Note: Banks usually write off loans 180-270 days after the payment date. The settlement can happen before and after the write-off.

The credit report is updated as settled if a customer accepts the settlement before the write-off. And the settlement after the write-off is called post-write-off settlement.

What’s the impact of settled status on your CIBIL score?

When the lender or bank offers a one-time settlement to write off the difference between what has been paid and what is yet to be paid, the settled status is informed to the credit bureau (CIBIL)

The bureau considers the settled status as a negative credit behaviour and the score can drop anywhere between 75-100 points.

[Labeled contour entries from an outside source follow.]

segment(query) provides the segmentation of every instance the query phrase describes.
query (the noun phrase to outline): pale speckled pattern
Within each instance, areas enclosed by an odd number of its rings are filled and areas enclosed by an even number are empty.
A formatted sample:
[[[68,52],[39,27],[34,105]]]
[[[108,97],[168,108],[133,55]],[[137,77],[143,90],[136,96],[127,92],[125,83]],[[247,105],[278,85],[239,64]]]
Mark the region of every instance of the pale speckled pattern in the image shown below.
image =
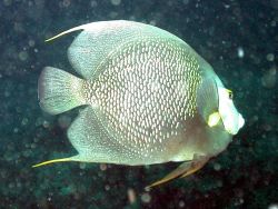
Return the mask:
[[[151,38],[127,42],[102,61],[102,72],[88,81],[85,92],[109,140],[122,147],[121,160],[153,163],[163,161],[161,156],[171,158],[166,145],[180,143],[173,137],[186,135],[185,121],[196,115],[198,68],[180,42]]]
[[[89,106],[68,130],[79,152],[68,159],[152,165],[210,158],[226,149],[231,136],[221,122],[210,128],[203,118],[218,109],[212,101],[218,97],[211,94],[217,90],[206,97],[206,90],[199,91],[222,83],[185,41],[162,29],[123,20],[79,26],[50,40],[78,30],[82,32],[69,47],[68,58],[85,79],[75,82],[66,72],[57,79],[54,69],[48,68],[40,80],[53,84],[47,91],[39,86],[42,106],[48,107],[49,100],[54,109],[57,100],[56,112],[70,109],[59,102],[61,94],[78,100],[71,108]],[[72,91],[63,94],[64,88]],[[198,102],[210,108],[203,112]]]

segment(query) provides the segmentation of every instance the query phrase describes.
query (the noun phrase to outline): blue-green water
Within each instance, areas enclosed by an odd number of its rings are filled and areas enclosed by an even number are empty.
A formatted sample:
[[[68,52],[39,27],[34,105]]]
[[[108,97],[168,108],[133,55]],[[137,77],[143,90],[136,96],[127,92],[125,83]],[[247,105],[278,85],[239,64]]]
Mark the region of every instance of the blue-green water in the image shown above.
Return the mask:
[[[57,163],[76,151],[66,129],[76,111],[49,116],[37,99],[44,66],[71,71],[82,23],[126,19],[187,41],[235,92],[246,126],[203,169],[146,191],[176,163]],[[278,208],[277,0],[2,0],[0,2],[0,208]]]

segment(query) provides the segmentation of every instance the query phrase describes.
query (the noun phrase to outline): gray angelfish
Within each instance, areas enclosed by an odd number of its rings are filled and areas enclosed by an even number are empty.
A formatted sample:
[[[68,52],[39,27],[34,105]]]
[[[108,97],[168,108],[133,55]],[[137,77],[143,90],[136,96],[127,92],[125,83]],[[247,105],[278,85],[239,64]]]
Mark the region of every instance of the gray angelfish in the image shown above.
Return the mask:
[[[178,37],[132,21],[101,21],[82,30],[68,49],[77,78],[46,67],[41,108],[58,115],[87,106],[68,130],[77,156],[41,162],[183,163],[157,186],[199,170],[224,151],[245,120],[207,63]]]

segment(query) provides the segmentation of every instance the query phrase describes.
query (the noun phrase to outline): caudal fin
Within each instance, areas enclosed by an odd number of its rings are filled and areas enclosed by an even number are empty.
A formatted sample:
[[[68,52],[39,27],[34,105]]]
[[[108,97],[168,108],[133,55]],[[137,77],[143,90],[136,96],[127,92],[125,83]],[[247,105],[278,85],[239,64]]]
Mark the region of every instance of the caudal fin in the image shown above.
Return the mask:
[[[46,67],[39,78],[38,97],[41,108],[58,115],[75,107],[86,104],[85,80],[57,68]]]

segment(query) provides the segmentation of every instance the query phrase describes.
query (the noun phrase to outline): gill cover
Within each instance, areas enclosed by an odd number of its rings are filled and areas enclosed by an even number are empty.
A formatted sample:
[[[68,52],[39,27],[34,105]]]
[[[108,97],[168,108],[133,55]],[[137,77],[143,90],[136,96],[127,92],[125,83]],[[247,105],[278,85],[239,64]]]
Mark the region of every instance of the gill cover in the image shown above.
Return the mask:
[[[214,78],[202,79],[197,91],[197,109],[209,127],[215,127],[220,120],[217,82]]]

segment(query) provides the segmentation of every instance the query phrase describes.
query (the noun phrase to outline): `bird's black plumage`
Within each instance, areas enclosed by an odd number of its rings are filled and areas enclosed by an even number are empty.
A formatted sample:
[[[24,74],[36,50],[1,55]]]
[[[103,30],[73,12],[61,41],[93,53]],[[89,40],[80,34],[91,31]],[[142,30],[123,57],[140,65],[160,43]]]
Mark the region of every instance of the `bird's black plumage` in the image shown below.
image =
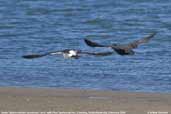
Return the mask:
[[[155,36],[156,33],[152,33],[147,37],[141,38],[139,40],[130,42],[128,44],[112,44],[112,45],[103,45],[97,42],[84,39],[85,43],[90,47],[109,47],[115,50],[120,55],[133,55],[135,52],[134,48],[137,48],[140,44],[147,43],[149,40]]]

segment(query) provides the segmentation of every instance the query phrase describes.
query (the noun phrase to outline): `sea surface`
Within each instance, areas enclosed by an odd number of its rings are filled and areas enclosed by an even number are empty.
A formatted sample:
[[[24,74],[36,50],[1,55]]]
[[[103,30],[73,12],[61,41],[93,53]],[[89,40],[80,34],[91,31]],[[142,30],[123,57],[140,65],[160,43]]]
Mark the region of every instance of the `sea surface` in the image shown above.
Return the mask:
[[[157,35],[134,56],[21,56],[90,52],[84,38],[128,43]],[[171,0],[1,0],[0,86],[171,92]]]

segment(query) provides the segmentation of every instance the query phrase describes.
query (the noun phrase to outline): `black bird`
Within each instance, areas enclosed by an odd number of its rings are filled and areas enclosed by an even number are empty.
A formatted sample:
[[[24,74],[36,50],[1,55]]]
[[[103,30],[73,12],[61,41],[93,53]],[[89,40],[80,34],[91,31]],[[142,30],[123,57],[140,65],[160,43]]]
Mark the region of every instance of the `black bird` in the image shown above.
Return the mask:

A sharp drop in the credit score decreases the creditworthiness of the borrower. Banks and other lending institutions will consider the borrower risky and reject loan and credit card requests.

Note: The settled status on the credit card settlement stays on the CIBIL report for at least seven years. The ideal credit score is somewhere around 750 to 800, which reflects good credit behaviour and financial health.

How to improve CIBIL score after Settlement?

Often, borrowers assume the loan settlement as an opportunity to pay less. Instead, borrowers should always plan a repayment strategy and then apply for a loan or credit card.

But what if it’s too late?

  • Convert ‘settled’ to ‘closed’: Communicate with the respective lender or bank and clear the outstanding amount in full. Once the dues are cleared banks will issue a NOC/NDC (No objections/No due certification). Raise a dispute on CIBIL’s website and change the status from settled to close within 30 days.
  • Payment history:Banks are more interested to know about your repayment ability than spamming your timeline. Make an effort to make your payments within the stipulated time because good credit behaviour increases the CIBIL score.
  • Maintaining a low credit utilisation: Living on a budget doesn’t mean you have to set a tent on the outskirts of the city. Prioritise and limit your credit card spends so that you can clear them easily. Don’t let Friyay’s fool you. Maintain a healthy budget and build good credit behaviour for the long run.

Building good financial health requires persistence. To prevent situations like settlement, always remember to check your credit score and report.

P.S. That iPhone can always wait… Think about it.